Our test Sonic, as befits its name, comes in a stylish hedgehog blue (OK, it’s not actually called that, but humour us, Sega fans) and rocks some tasty alloys, front fog lamps and a bootlid spoiler. Not bad for $15,437. Inside, there’s an unusual dashboard arrangement mounted on top of the steering column, dominated by a large analogue rev counter and accompanied by a digital speedometer. It’s certainly different, and a couple of weeks into our custody of the Sonic, is actually growing on me.
Other interior features include a stereo with both an auxiliary input socket for MP3 players and, I’ve discovered the day before writing this, a USB input socket in the glove box, hopefully for direct iPod connectivity. I’ll check that out over the next month to see how it works. The Sonic also comes with cruise control, which is welcome for this price bracket.
On the move, the driver sits in a relatively sporty and supportive seat, holding a thick-rimmed steering wheel. Sadly there are no wheel-mounted paddles for manual gearchanges in the Sonic, but one can flick through different-sized cogs using an unusual arrangement of buttons on the side of the gearlever. I struggled to get used to this layout when we had the car in for the feature, but perhaps with a couple of months practice it’ll become more intuitive.

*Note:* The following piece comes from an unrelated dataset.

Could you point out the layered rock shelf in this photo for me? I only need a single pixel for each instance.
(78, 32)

Power in the Sonic is supplied by a four-cylinder 1.6-litre engine with 113bhp – more than our old Yaris – and it flows to the front wheels through a five-speed gearbox. We’re hopeful that the compact size of the Sonic and its relatively low power output will give us a similar opportunity for fun as the Toyota did – the chance to thrash a small and light little hatch and work it hard without troubling speed limits. Usable fun, as well as practicality and utility, is what we’re expecting from the little Chevrolet, and we’ll keep you posted as to how the Sonic is getting on in that regard.